The idea that bail in the form of money bond is an ancient practice has been bubbling up lately, with the implication that we cannot tamper with a practice so firmly ensconced in our legal tradition. While the importance of liberty before trial is part of our legal heritage and values, the differences between how bail was practiced in the past and the practice we have now are worth noting.
Without getting too deeply into British legal history (look up wergeld and frankpledge if you have a hankering for more knowledge, or read Tim Schnacke’s excellent “Model” Bail Laws: Re-Drawing the Line Between Pretrial Release and Detention), we can say this: While bail has in many circles become synonymous with money, history shows that the imperative legacy of bail is its function as a means of release. The dominant form of release in early English history was essentially a personal surety system, where a person—the surety—agreed to take responsibility over defendants. The surety in this case was not allowed to profit from this arrangement, nor was the surety even allowed to accept a promise of reimbursement in the event that the accused defaulted on the payment—i.e., indemnification.

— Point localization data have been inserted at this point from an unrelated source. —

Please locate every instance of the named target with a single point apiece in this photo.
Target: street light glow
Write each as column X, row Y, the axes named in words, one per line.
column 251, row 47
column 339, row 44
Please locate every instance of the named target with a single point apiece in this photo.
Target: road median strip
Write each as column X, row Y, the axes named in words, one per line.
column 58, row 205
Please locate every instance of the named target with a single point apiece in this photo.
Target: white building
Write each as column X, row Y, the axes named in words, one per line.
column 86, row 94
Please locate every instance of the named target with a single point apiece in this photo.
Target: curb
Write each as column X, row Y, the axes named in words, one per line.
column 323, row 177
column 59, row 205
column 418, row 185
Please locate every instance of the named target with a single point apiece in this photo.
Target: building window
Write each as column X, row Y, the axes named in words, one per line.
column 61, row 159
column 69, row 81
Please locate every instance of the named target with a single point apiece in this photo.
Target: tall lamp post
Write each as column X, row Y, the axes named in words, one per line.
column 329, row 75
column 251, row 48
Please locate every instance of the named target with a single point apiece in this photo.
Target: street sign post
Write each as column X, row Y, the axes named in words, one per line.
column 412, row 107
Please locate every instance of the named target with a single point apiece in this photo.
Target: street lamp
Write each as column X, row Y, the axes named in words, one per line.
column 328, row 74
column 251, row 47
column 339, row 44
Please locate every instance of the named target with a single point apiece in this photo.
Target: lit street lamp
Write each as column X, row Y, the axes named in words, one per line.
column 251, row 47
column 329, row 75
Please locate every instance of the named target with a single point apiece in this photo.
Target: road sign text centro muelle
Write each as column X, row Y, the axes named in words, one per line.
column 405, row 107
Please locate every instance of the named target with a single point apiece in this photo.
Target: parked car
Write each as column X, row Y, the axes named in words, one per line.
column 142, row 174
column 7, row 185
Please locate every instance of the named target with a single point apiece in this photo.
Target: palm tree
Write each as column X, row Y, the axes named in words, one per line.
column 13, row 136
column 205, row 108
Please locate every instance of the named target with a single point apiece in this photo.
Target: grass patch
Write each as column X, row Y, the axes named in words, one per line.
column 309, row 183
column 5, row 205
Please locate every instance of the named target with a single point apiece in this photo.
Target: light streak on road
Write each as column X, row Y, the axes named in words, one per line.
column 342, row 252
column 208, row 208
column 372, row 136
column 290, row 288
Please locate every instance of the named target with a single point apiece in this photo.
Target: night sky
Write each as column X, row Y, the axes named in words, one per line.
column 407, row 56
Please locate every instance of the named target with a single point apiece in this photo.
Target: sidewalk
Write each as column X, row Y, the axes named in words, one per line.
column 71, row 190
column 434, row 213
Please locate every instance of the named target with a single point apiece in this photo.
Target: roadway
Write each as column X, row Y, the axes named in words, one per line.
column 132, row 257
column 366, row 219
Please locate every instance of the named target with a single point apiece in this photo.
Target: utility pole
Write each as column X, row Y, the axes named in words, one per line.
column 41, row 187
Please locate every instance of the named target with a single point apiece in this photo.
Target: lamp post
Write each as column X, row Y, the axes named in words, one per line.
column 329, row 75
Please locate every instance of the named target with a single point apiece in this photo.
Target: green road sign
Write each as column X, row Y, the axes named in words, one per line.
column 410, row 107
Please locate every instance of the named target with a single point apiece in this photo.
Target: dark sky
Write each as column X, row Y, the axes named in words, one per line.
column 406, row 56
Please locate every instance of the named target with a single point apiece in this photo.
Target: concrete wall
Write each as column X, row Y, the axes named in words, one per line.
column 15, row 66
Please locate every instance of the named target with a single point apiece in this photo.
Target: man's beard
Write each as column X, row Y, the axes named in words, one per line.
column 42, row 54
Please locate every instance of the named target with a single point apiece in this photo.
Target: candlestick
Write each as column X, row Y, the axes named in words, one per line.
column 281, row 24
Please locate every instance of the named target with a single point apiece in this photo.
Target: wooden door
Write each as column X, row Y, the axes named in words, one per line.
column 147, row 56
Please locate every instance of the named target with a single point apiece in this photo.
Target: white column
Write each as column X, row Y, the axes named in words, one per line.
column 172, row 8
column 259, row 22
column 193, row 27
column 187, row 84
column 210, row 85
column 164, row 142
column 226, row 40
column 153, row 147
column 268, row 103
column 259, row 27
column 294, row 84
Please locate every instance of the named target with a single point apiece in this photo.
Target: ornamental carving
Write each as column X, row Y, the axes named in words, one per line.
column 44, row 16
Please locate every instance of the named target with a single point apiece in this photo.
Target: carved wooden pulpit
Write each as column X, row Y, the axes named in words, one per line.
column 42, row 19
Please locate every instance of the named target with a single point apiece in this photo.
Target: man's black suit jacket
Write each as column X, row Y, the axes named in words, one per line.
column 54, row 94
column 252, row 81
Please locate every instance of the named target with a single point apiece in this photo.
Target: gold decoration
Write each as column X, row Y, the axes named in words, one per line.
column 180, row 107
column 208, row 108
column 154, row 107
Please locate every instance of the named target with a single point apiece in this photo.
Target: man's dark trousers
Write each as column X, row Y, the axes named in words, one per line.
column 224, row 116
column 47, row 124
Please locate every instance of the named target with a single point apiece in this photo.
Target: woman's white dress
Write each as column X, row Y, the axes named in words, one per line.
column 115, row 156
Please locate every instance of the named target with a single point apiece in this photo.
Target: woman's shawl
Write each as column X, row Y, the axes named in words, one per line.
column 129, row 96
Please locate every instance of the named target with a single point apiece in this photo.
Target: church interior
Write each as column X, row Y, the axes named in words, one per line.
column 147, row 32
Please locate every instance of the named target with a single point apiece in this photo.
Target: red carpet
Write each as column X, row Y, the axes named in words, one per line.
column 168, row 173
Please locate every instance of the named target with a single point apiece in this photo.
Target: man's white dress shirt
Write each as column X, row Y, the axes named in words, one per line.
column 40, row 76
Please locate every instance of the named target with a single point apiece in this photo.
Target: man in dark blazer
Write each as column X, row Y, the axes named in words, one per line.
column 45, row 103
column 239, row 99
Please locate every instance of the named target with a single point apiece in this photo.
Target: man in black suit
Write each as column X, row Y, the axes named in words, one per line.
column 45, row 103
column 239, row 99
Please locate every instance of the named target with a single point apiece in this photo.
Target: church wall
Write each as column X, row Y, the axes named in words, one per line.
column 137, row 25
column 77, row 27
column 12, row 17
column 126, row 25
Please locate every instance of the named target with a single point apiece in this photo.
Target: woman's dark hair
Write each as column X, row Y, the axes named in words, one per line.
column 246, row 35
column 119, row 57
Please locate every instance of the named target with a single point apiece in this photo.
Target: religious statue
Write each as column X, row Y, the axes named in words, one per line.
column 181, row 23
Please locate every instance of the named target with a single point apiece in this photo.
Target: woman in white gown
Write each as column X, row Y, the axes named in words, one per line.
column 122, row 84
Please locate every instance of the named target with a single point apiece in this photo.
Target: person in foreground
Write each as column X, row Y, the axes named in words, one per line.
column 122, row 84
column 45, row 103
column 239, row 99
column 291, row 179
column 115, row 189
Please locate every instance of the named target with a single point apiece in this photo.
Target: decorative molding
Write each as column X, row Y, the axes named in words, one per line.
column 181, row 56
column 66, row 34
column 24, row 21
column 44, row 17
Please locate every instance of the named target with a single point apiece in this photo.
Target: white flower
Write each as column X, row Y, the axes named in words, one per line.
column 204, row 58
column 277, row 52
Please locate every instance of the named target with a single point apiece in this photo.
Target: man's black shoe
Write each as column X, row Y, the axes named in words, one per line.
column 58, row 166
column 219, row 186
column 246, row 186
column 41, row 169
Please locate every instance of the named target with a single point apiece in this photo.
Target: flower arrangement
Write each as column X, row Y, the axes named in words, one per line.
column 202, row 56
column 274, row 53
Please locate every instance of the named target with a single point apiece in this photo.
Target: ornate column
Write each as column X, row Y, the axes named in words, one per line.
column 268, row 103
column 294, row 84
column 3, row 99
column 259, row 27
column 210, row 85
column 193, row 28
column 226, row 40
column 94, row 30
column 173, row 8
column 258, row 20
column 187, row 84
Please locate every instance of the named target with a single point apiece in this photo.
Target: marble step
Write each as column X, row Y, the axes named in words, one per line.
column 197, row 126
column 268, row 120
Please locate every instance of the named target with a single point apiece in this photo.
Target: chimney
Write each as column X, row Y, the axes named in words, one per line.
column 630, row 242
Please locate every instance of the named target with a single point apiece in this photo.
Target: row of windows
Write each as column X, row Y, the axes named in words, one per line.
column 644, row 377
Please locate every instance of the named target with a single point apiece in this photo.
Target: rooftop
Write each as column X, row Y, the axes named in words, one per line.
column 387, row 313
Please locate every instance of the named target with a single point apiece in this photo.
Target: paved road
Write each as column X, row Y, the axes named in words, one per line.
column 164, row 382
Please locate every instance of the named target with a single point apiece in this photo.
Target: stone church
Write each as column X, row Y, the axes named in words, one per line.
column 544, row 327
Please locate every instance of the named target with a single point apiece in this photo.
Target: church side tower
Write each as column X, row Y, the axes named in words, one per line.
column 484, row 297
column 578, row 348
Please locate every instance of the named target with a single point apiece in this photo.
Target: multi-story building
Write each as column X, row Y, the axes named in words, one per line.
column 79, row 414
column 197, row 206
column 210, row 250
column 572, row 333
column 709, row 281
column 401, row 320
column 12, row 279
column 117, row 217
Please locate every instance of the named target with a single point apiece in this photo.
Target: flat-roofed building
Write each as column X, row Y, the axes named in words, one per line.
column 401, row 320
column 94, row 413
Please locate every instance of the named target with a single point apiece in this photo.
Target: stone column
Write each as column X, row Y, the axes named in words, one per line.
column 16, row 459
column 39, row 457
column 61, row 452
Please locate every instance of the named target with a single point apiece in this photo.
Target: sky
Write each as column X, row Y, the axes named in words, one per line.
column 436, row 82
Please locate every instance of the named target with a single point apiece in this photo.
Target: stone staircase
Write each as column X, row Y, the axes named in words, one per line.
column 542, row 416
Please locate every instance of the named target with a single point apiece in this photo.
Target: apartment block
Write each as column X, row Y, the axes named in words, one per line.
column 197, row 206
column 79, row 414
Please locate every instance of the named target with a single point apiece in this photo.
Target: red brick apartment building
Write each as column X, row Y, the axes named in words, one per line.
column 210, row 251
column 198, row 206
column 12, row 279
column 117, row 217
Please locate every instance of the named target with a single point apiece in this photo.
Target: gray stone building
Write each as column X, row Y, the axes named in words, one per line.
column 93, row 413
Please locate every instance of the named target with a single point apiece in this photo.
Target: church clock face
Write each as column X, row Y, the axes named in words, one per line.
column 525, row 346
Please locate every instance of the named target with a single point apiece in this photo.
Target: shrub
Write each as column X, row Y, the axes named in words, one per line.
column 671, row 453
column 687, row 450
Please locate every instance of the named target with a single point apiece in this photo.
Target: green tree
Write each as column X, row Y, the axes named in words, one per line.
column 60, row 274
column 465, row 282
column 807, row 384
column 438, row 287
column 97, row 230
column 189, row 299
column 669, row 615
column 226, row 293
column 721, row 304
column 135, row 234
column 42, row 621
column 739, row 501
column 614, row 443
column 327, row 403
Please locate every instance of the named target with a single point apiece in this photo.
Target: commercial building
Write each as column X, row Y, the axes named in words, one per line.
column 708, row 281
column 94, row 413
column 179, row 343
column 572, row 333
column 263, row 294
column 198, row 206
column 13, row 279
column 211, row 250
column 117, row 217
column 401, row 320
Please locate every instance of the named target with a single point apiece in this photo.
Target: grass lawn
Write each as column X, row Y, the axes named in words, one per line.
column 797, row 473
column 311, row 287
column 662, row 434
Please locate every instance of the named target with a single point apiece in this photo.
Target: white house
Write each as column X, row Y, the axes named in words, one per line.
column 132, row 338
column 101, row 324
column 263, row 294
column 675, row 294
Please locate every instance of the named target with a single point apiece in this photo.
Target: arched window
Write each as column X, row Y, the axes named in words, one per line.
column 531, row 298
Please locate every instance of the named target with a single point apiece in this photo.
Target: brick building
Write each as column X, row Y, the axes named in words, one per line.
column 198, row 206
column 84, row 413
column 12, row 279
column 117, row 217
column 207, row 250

When someone says that money bail is a fundamental right and is as old as the republic, then, they are trying to glide past some critical details. The form of bail in virtually all criminal cases during Colonial times was a combination of personal sureties and recognizance, meaning that there was no up-front requirement to pay, and sureties had to show their ability to pay the amount set if defendant failed to return to trial.
Putting to one side the question of whether for-profit bonding is desirable, release on recognizance plus the prohibition on profit and indemnification for sureties meant that there were no up-front fees that would keep a defendant from being released. Up-front costs in our current system in the form of bond premiums and collateral requirements have meant that people who are likely to return to court with no offending are instead kept behind bars. In some cases, the consequences are even more dire: in 2014, more than 1,000 people died in jail, many of whom remained unconvicted of their charges at the time of death.
Another important thread in the history of bail is the development of the bail/no-bail dichotomy. During the early legal history of England, the distinction between bailable and un-bailable offenses was developed, where bailable meant the right to release. In 1166, King Henry established a list of felonies that were considered un-bailable. In 1275, Parliament enacted the Statute of Westminster, which warned sheriffs that to deny the release of bailable defendants or to release un-bailable defendants was against the law. In 1689, when justices began setting financial conditions in amounts so high that they led to the detention of bailable defendants, the English Bill of Rights declared that “excessive bail ought not be required.” Proponents of for-profit bail have tried to twist the prohibition against excessive bail into a right to bail—but not to affordable bail—in all cases, but history shows differently. The prohibition on excessive bail does not establish a right to bail in all cases, only those cases that are bailable in the first place. Moreover, historically, the detention of bailable individuals for any reason, including the lack of money, has always led to reform.
When someone tries to make commercial, for-profit bonding sound like a long-standing tradition, it helps to know the details of history and how deviating from that history implicates our current conditions, policies, and values. We also need to look to the future, using the legal and evidence-based tools available to us, to make the best and most just decisions we can at this critical stage of the legal process.